Missing censor limits are now explicitly filled in.
Now rube() gives more detailed information about failures, including showing you the WinBUGS error message when possible.
The getBugsExample() function is now much more robust and will handle the weird examples that don't use semicolons between multiple statements on the same line. (Although undocumented, WinBUGS actually allows this.)
Now rube() allows a data.frame as its 'data' argument by making vectors from each column. An 'N' data value is automatically added.
Now rube() doesn't bother to try to run WinBUGS if n.thinby<1.
Fixed rube() problem with use of predefined variables such as "c" in bugs models.
Fixed getBugsExample() to correctly handle 3-way arrays.
Fixed rube() problem with some forms of line continuation syntax.
Changed the behavior of summary.bugsCheck() and summary.rube() to not print anything, as is standard practice, and added corresponding print functions.
Fixed rube() problems with funny spacing in code.
For consistency sake, changed the name of the "bugs.path" argument in getBugsExample() to "bugs.directory" to match rube().
Fixed a bug with multiple valued parameters and a single chain in p3() (on 8/11).

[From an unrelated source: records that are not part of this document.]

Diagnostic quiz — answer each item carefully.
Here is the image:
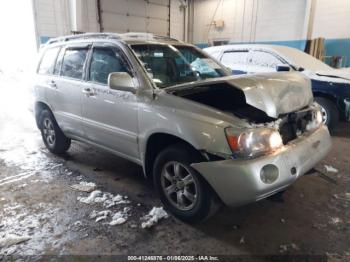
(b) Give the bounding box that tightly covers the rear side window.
[61,48,88,79]
[89,47,128,84]
[38,47,60,75]
[248,51,283,69]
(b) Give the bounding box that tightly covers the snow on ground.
[324,165,338,173]
[70,181,96,193]
[141,207,168,228]
[77,186,131,226]
[0,234,31,248]
[77,190,130,208]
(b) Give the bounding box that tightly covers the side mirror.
[108,72,136,94]
[276,65,291,72]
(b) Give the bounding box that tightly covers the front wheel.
[39,110,71,154]
[315,97,339,129]
[153,144,220,222]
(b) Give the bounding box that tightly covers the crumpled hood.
[166,72,313,118]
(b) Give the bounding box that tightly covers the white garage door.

Version 0.2-12, 13 August 2010

An improved version of p3() now greys out unavailable menu buttons and uses "-10/-1/+1/+10" buttons exclusively for moving into and within multiple valued parameters and "Previous/Next" for moving between parameters.
In bugs() a high 'bin' parameter can increase the total number of iterations, possible resulting in runs much longer than intended. Rube now prevents this.
A merge() function (technically a merge.rube() method) allow merging of rube results. The combined object behaves as if chains from different runs were in the same run.
The rube() now returns a rube object nearly always. For early failures, there is an R warning and the rube problem list indicates "model checking as unsuccessful".

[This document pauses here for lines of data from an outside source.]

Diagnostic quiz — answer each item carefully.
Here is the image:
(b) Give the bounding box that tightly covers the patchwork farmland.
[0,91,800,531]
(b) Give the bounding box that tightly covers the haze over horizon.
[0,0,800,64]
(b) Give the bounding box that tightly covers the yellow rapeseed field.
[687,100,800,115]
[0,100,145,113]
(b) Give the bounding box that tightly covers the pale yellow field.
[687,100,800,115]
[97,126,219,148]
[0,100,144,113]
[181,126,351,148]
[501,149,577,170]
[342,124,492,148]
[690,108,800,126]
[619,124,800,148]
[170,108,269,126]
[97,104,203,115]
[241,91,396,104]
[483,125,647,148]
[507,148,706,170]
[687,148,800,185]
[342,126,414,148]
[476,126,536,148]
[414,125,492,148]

Version 0.2-13, 20 August 2010

The rube() function now sets a different random number seed for WinBUGS each time you run it. The seed is stored in the $bugs.seed component of the result, so you can use bugs.seed=myPriorModel$bugs.seed if you really want to re-generate identical results. This reverses the bugs() default of bugs.seed=NULL which uses the same random number sequences for every WinBUGS run.
The compare() function is improved to better handle comparing results collected under differing conditions.

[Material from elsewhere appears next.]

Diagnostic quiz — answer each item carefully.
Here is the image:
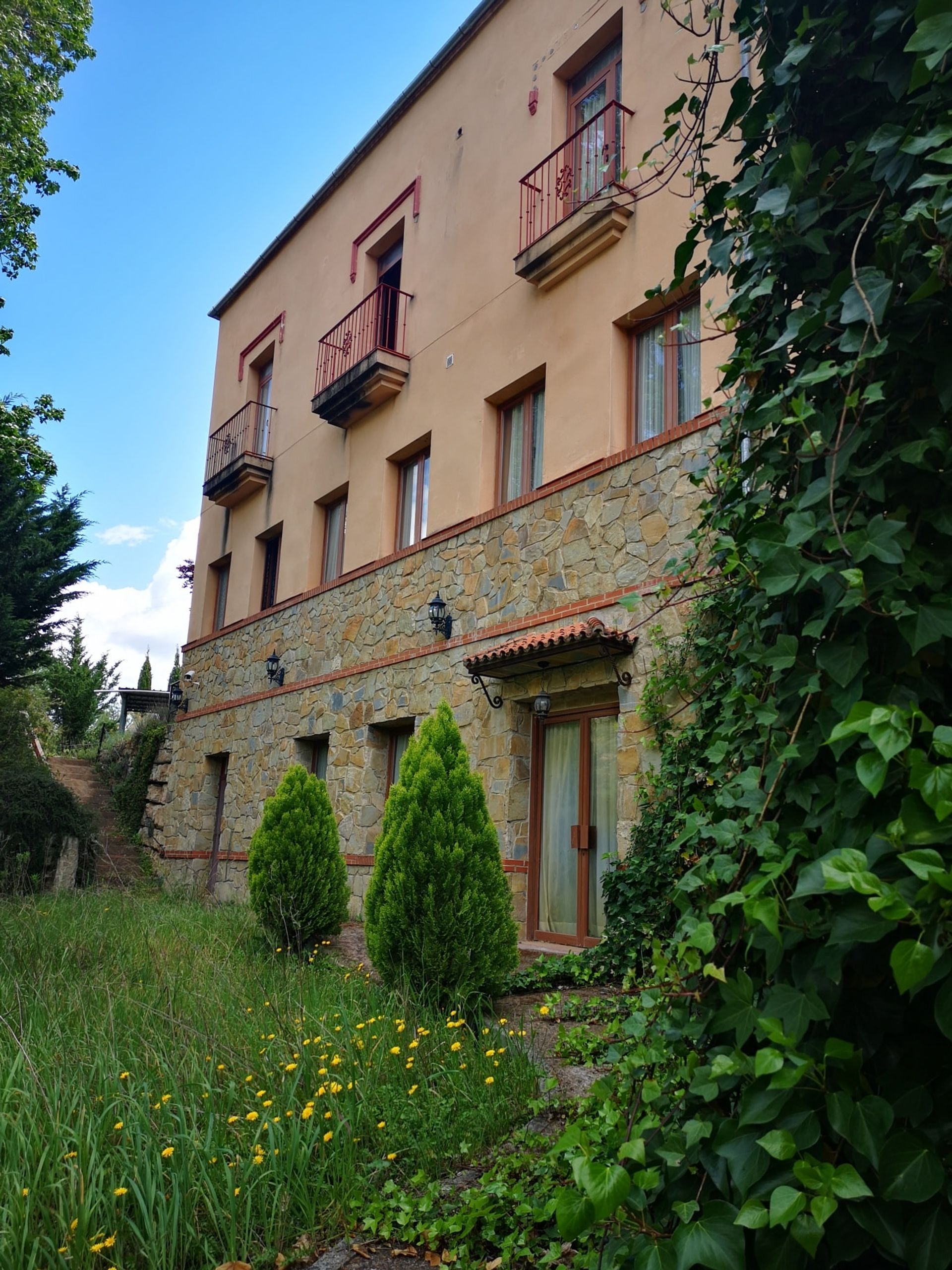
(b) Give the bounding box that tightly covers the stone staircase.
[50,758,145,887]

Version 0.2-14, 8 September 2010

p3() now uses varLists to show related parameters in a group rather than individually. A viewGroups= argument allows similar grouping to be specified manually.
rube() now gives an error for an LC() formula with a intercept but no prefix or with neither prefix nor suffix.
rube() allows you to skip specification of a varList, and defaults to an intercept only.
priPost() now has a "sdFromGammaPrecision" distribution, which shows the distribution of a posterior standard deviation compared to its prior when specified as a gamma distribution on the precision scale.
The error message for a missing ENDCASE now shows the complete corresponding IFCASE().
Miscellaneous improvements and fixes: priPost() handles HyperGamma better, commented FOR() statements are no longer expanded, unbalanced parenthesis are always an explicit error, the compare() function handles a wider variety of params= values, and the mechanism to handle expressions for substitution variables is more robust.

Version 0.2-15, 9 November 2010

Fixed a bug in p3() relating to showing multiple chains.
Added only= to p3() to display a single trace of a multi-element parameter.
Fixed a bug in compare().

Version 0.2-16, 7 December 2010
- Added distributions and functions from http://www.winbugs-development.org.uk/ to the lists of allowed distributions and functions.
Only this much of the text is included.